Installée depuis 2014 sur des terres agricoles à Aigne, dans l’Hérault, une famille nombreuse vivait dans des yourtes tout en développant maraîchage, apiculture et spiruline. En 2022, le maire ordonnait la démolition de leur domicile. Le 8 janvier 2026, le tribunal administratif de Montpellier a annulé cette mise en demeure, invoquant l’article 8 de la CEDH. Une victoire du bon sens qui révèle, une fois de plus, l’absurdité d'un urbanisme devenu parfois plus rigide que raisonnable.
Pendant des années, le débat sur la « cabanisation » s'est imposé comme un enjeu majeur des collectivités locales du sud de la France.
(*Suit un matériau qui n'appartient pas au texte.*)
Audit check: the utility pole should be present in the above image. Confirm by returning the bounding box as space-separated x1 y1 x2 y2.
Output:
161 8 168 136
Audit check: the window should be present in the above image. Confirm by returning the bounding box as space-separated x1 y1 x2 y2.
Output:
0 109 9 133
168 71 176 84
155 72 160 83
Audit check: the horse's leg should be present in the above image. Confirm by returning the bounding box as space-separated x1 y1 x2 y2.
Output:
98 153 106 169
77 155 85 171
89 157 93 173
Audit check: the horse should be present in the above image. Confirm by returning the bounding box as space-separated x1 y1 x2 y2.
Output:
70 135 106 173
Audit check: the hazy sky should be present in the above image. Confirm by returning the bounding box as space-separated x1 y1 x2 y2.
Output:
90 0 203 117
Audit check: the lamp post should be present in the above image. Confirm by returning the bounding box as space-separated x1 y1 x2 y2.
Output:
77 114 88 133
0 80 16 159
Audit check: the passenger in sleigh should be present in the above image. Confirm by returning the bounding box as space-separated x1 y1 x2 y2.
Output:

Derrière ce terme administratif se cachent pourtant des réalités très différentes. L'affaire d'Aigne en offre une illustration frappante : une exploitation agricole familiale, six enfants, un habitat léger et une administration déterminée à faire disparaître l'ensemble au nom du respect du plan local d'urbanisme.
Des normes contre la réalité humaine
Tout commence après un contrôle effectué en octobre 2021 sur deux parcelles classées en zone agricole protégée (zone Ap). Les époux A., installés depuis 2014 dans des yourtes, une roulotte et une caravane, y développent progressivement une véritable activité économique : maraîchage, agroforesterie, élevage de volailles, apiculture et culture de spiruline.

En juillet 2022, le maire d'Aigne engage la procédure prévue par l'article L.481-1 du Code de l'urbanisme. Faute de possibilité de régularisation dans cette zone où seules les constructions liées aux services publics sont admises, il ordonne la remise en état complète des parcelles sous six mois, ce qui implique la destruction du domicile familial.

Le contentieux durera plus de trois ans. La commune invoque la lutte contre les constructions illégales et le respect du zonage. Les requérants soulignent, eux, qu'ils vivent sur place depuis près de dix ans, qu'ils y travaillent quotidiennement et qu'aucune solution de relogement réaliste ne leur est proposée.
Le tribunal rappelle que les droits fondamentaux ne s'arrêtent pas au PLU
Dans son jugement rendu le 8 janvier 2026 (TA Montpellier, n°2206087), le tribunal administratif ne conteste ni l'irrégularité urbanistique des installations ni la compétence du maire. En revanche, les juges rappellent que toute décision administrative doit respecter l'article 8 de la Convention européenne des droits de l'homme, garantissant le droit au respect de la vie privée et familiale ainsi que du domicile.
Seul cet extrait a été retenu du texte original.